What Makes You Come Alive Brief Review

In What Makes You Come Alive: A Spiritual Walk with Howard Thurman, Dr. Lerita Coleman Brown invites the reader into the life of Howard Thurman, sharing the significance of Thurman’s mysticism and spirituality for us today. In journeying with us, she offers reflection questions and spiritual next steps as we begin our journey of connection or reconnecting to the Spirit within us and all around us.

What Makes You Come Alive is a book about personhood and self-worth, which is especially important for marginalized and oppressed communities. In reflecting on and writing about Thurman, Dr. Coleman Brown uplifts the importance of seeing ourselves and seeing one another as “a holy child of God.” This is a source of personal affirmation and encouragement among life’s difficulties and challenges, and it is also a call and invitation to see others in a new way, even those we may perceive as our enemies. If we are “holy children of God,” then no one and nothing can stop us, and we will also commit to love, justice, and liberation for others. This commitment to love, justice, and liberation frees marginalized/oppressed and dominant communities alike.

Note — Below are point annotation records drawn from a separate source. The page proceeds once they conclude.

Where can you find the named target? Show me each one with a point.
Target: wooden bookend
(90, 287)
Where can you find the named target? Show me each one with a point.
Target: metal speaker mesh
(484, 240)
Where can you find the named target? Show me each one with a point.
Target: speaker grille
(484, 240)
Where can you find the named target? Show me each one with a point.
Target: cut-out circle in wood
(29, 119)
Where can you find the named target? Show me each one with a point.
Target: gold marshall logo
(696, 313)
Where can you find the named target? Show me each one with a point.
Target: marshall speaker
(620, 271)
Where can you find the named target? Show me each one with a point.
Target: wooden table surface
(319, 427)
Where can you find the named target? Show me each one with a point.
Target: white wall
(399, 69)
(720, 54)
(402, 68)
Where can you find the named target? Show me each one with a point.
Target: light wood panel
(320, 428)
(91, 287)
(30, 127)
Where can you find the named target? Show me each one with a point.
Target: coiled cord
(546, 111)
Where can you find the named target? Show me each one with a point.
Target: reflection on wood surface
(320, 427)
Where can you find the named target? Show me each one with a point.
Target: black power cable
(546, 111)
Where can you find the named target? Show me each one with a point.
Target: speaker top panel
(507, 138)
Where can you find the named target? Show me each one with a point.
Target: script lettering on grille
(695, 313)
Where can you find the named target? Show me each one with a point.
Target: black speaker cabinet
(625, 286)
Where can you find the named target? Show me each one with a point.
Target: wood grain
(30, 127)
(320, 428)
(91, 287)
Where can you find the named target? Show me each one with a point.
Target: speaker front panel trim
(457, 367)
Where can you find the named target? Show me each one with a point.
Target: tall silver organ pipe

As such, activism and spirituality is an important theme throughout the book. Dr. Coleman Brown enters Thurman into conversation with his mentors and people he admired, such as Mahatma Gandhi and Rufus Jones, those he mentored, such as Rev. Dr. Martin Luther King, Jr. and Rev. Dr. Pauli Murray, and other mystic activists such as Jarena Lee (who is recognized as the first African American woman to publicly preach) and Sojourner Truth. There is a history and tradition of mystic activists who have followed the call of the Spirit, and Dr. Coleman Brown invites us to join them, to become mystic activists in our own right.

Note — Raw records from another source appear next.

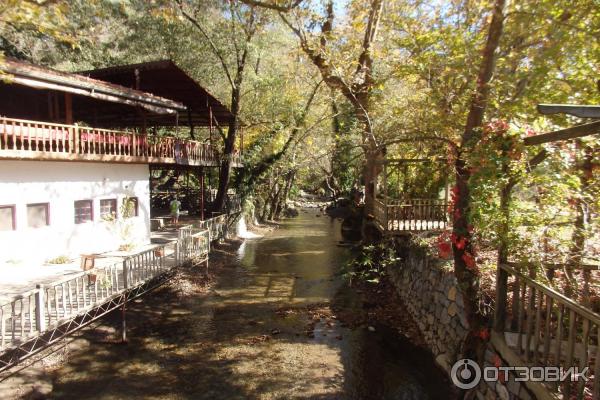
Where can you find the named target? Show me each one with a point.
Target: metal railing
(546, 328)
(37, 318)
(411, 215)
(41, 140)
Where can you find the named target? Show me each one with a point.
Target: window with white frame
(38, 215)
(130, 207)
(108, 209)
(84, 211)
(7, 218)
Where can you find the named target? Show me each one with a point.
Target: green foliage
(59, 260)
(370, 264)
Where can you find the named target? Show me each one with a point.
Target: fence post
(76, 139)
(40, 316)
(126, 273)
(501, 299)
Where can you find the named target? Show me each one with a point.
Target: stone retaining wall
(429, 290)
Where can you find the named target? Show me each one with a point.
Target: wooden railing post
(40, 315)
(126, 273)
(501, 299)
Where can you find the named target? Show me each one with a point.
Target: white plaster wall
(60, 184)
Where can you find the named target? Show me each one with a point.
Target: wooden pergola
(397, 216)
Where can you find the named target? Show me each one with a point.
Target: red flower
(461, 243)
(444, 250)
(484, 334)
(469, 261)
(497, 361)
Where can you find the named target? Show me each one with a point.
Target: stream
(264, 330)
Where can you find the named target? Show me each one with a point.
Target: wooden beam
(412, 160)
(564, 134)
(68, 108)
(581, 111)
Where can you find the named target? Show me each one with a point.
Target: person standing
(175, 206)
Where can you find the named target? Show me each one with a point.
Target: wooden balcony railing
(21, 139)
(411, 215)
(546, 328)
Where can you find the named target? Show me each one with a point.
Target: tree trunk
(582, 220)
(229, 147)
(286, 192)
(464, 258)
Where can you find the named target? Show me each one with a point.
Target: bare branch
(273, 6)
(212, 45)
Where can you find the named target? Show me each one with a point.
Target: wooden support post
(210, 124)
(124, 319)
(202, 193)
(501, 299)
(68, 108)
(40, 316)
(385, 195)
(191, 123)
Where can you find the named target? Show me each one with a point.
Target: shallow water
(264, 332)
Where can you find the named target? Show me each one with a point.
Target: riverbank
(267, 322)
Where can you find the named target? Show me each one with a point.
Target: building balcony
(34, 140)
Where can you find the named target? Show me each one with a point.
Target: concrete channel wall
(430, 292)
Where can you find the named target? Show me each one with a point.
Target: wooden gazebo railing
(22, 139)
(545, 328)
(411, 215)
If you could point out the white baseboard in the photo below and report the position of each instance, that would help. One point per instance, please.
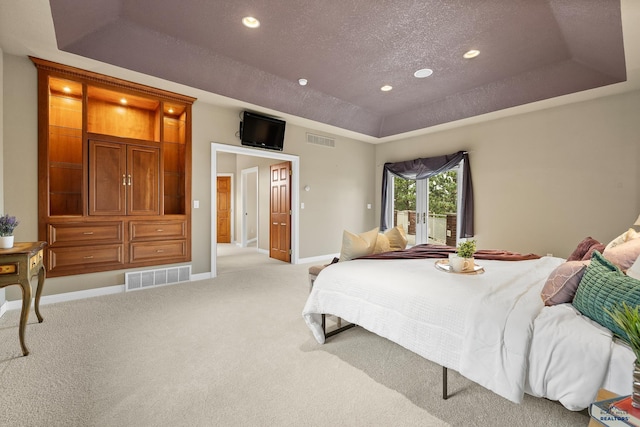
(70, 296)
(201, 276)
(322, 259)
(116, 289)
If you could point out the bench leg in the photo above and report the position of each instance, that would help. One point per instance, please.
(444, 383)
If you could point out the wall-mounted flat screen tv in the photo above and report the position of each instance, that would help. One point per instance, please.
(261, 131)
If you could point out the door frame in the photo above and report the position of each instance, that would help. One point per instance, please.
(233, 207)
(245, 173)
(295, 194)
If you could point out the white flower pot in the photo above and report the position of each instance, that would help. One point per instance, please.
(6, 242)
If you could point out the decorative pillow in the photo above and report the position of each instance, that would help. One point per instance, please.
(382, 244)
(597, 247)
(397, 238)
(582, 249)
(634, 270)
(357, 245)
(562, 283)
(630, 234)
(624, 255)
(603, 287)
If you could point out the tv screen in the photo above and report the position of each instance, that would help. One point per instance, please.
(262, 131)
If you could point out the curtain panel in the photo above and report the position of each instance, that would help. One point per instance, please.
(425, 168)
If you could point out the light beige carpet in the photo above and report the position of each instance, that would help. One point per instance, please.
(231, 351)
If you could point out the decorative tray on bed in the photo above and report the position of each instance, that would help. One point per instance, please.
(443, 265)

Overall, Dr. Lerita Coleman Brown is encouraging us to center down. To take time to sit in silence and solitude. To find God in nature, in ourselves, in those around us, and in our sacred and private spaces. It is in these moments of silence and solitude that the Spirit can speak to us and lead us into new ways of being. And out of these meditative experiences, we can begin the work to which we are called that can change the world around us.